Data and experimentation naturally go hand in hand. Experiment early and often, and fail quickly. At Google we run lots of experiments - for example, 5000 experiments for web search alone each year – of which maybe 1% will be adopted.  When you’re experimenting and “failing” continuously, it’s no longer failing, it’s “learning” (more on failing below).


2. Admit


Acquiring the data and auditing it is all well and good, but you also need to admit to yourselves when things are going pear shaped. Only by admitting what is not working, can you move forward.  And you need to do this without fear of recriminations, i.e., without punishing failure. Entrepreneurs accept that the mother of success is  taking a risk, but it's also the mother of failure. Therefore you need to build a culture that embraces risk taking and accepts failure. For the ideas that don’t succeed, admit it and move on.


3. Adapt


If you're in a startup, you can't afford the luxury of staying with a failing experiment or an unreceptive market any longer than necessary. So once you've admitted that fact, it's time to adapt. "Pivot" has become the fashionable term to describe this; it's overused but it's a useful metaphor. Being able to adapt quickly and implement new strategies enables startups to survive.  It requires building a culture that not just tolerates change, but thrives in the face of it.

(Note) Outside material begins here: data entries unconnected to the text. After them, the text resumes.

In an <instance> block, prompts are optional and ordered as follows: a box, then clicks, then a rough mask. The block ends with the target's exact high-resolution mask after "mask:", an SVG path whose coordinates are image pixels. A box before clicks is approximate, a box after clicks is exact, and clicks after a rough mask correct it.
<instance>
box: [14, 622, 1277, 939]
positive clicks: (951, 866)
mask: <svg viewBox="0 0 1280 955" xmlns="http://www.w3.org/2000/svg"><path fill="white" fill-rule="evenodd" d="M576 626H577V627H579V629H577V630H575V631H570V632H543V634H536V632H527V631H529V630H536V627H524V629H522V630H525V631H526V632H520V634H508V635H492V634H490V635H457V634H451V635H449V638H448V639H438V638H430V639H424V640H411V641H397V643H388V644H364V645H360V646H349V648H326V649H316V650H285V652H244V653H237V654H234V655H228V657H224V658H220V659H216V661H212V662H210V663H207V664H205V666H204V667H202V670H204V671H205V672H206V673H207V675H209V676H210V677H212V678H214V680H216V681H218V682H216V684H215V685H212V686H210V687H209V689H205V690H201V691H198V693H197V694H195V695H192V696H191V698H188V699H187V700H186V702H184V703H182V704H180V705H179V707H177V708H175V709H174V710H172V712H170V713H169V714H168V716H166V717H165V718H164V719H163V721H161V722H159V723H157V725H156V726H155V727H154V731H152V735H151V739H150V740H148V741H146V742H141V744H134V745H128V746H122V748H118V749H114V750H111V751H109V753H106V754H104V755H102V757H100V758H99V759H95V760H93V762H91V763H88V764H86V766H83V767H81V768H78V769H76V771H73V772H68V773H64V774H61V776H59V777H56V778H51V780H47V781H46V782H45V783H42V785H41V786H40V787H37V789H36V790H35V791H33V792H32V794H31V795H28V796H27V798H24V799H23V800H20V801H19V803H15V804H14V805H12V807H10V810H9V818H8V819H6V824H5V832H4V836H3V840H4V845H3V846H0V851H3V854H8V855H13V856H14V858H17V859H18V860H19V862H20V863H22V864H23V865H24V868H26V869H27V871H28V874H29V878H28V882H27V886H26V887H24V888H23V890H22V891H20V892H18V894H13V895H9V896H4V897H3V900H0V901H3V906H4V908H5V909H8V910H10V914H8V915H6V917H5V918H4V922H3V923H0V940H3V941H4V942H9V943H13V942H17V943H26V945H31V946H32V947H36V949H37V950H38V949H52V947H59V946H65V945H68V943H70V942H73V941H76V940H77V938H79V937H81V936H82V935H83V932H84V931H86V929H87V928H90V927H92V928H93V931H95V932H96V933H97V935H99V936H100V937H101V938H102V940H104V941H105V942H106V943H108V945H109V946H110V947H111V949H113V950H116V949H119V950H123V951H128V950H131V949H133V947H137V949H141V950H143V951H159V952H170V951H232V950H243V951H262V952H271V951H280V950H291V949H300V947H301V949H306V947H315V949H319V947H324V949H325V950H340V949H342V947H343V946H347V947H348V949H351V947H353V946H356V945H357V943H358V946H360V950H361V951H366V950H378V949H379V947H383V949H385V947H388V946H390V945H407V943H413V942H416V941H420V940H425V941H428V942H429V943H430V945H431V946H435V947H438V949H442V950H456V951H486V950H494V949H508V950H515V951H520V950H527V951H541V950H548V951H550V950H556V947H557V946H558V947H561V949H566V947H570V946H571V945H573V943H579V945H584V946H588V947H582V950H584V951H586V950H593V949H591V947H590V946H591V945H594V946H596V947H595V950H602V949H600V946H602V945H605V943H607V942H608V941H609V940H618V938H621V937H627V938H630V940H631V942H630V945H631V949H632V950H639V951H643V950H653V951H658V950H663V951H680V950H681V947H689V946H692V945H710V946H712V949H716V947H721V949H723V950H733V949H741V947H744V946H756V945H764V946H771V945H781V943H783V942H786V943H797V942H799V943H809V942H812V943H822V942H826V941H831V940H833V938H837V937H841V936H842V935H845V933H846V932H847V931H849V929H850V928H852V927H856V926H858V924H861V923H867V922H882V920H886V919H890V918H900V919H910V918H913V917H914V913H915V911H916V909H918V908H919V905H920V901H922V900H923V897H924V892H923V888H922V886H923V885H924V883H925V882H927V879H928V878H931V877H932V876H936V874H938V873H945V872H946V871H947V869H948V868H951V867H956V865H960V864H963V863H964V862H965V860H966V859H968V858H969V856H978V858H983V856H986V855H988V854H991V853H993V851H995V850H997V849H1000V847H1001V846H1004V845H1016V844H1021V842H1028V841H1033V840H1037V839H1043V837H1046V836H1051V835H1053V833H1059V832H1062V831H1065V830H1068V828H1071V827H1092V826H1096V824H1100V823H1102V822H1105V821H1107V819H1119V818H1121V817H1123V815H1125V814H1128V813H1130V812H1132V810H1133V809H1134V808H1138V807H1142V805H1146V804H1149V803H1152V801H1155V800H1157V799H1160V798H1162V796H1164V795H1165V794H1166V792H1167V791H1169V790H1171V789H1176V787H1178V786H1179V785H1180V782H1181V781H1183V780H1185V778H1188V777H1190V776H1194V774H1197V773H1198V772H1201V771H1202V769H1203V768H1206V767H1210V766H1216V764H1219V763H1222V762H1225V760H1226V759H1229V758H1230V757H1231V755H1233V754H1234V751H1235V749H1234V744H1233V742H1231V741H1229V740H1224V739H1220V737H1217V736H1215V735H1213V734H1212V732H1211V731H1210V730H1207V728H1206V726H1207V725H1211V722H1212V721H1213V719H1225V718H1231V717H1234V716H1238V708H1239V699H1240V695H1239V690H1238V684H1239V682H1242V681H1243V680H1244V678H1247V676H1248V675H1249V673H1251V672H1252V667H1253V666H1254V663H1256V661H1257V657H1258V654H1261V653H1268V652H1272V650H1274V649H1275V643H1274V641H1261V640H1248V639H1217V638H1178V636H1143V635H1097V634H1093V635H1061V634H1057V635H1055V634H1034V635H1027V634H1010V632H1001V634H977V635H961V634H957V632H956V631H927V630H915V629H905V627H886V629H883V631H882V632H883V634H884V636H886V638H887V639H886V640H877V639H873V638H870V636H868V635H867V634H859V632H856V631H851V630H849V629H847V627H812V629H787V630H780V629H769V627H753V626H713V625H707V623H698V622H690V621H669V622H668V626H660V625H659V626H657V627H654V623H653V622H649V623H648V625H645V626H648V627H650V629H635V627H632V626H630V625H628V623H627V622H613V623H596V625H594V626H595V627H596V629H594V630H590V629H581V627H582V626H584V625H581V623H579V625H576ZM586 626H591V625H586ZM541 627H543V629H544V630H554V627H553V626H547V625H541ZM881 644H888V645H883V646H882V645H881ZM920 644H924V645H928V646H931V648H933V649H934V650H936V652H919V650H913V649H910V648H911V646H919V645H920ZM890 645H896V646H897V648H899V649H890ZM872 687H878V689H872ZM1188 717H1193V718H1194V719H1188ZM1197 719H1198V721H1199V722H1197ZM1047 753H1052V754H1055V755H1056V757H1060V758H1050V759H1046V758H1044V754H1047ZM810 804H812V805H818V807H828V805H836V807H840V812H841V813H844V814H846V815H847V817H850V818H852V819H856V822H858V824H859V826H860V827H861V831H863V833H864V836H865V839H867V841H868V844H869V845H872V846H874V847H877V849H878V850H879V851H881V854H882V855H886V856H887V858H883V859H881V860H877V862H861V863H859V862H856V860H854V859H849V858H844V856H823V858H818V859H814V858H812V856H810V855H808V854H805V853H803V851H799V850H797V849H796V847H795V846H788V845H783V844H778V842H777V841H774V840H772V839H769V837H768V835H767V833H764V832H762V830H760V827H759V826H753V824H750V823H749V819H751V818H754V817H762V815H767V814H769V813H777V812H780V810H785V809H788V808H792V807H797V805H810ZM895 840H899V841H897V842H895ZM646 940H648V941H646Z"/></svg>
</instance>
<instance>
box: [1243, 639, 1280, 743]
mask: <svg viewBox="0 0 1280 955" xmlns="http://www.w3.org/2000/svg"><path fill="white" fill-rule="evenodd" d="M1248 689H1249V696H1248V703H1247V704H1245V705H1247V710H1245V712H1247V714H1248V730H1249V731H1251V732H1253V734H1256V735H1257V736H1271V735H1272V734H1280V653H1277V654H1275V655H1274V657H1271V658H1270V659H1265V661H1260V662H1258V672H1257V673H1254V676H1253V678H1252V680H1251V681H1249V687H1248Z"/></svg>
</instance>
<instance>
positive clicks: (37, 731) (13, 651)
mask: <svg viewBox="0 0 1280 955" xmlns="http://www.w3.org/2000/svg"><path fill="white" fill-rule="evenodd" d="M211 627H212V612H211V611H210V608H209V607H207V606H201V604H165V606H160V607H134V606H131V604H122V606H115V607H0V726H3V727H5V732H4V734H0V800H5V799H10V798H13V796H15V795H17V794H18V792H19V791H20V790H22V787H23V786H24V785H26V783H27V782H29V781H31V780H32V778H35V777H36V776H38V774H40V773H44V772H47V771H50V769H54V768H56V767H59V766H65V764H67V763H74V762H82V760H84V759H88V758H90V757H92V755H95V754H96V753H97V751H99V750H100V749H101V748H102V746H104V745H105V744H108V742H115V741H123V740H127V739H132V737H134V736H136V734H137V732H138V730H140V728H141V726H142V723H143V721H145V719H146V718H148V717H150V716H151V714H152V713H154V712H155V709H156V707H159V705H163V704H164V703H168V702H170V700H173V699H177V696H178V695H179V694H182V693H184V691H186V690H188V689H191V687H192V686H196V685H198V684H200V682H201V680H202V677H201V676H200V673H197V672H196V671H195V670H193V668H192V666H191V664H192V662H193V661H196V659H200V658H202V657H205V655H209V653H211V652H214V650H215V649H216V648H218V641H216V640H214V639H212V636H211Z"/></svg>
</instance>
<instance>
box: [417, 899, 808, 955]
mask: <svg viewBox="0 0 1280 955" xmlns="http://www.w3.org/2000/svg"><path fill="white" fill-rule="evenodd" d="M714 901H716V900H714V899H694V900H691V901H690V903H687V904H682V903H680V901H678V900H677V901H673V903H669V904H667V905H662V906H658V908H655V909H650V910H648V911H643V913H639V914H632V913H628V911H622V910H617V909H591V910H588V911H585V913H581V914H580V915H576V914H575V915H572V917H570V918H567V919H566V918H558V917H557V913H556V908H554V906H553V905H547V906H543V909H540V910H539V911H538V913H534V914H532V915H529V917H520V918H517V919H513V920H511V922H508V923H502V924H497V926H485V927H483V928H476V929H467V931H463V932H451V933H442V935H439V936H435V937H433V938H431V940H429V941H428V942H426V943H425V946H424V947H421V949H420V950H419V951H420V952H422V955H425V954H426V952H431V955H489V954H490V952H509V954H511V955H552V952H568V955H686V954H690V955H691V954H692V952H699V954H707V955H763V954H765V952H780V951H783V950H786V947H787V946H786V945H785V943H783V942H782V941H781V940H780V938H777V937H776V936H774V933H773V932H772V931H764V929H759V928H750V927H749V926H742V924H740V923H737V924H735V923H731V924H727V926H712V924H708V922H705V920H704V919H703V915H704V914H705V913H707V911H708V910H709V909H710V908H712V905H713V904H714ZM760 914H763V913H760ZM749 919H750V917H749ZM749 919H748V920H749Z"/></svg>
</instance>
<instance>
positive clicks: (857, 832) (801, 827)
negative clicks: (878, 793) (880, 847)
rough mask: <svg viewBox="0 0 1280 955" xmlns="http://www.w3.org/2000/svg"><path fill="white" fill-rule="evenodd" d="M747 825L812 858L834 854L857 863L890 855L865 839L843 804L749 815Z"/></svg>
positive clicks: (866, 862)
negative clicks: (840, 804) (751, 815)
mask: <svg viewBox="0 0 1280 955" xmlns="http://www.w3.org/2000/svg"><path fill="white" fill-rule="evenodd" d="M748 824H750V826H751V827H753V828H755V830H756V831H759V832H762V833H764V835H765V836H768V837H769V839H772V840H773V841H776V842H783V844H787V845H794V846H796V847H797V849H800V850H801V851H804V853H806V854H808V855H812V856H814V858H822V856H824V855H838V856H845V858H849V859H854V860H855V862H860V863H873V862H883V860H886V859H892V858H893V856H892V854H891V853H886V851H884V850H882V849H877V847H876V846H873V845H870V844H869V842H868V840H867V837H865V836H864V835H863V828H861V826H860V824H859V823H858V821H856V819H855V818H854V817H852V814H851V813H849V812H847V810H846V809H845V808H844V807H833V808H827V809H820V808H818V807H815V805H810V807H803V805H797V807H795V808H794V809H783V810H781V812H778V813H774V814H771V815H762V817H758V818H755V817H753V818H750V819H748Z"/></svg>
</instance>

In both startups that I've personally founded (NetPriva and NetMind), my initial business model did not work. I'm not embarrassed about that fact – although I admit I found it stressful at the time. My team and I had to adapt to survive and in both cases we successfully did so, with good returns to our investors. In another startup (Foursticks) we did not adapt quickly enough and we perished. It's that simple.  Adapt and survive.

A final comment about execution. Being first to market isn't always best, but neither is being “perfect to market”, i.e., trying to build the perfect product – you'll just as likely go bust trying to perfect your product.  So you need to find a balance and best way to do so is to launch and iterate, then repeat the launch/iterate cycle.

The “3 A's” certainly won't solve all your execution problems, such as ensuring you have sufficient capital. Nevertheless, I believe that a startup that adheres to these principles is going to execute better than one that doesn't.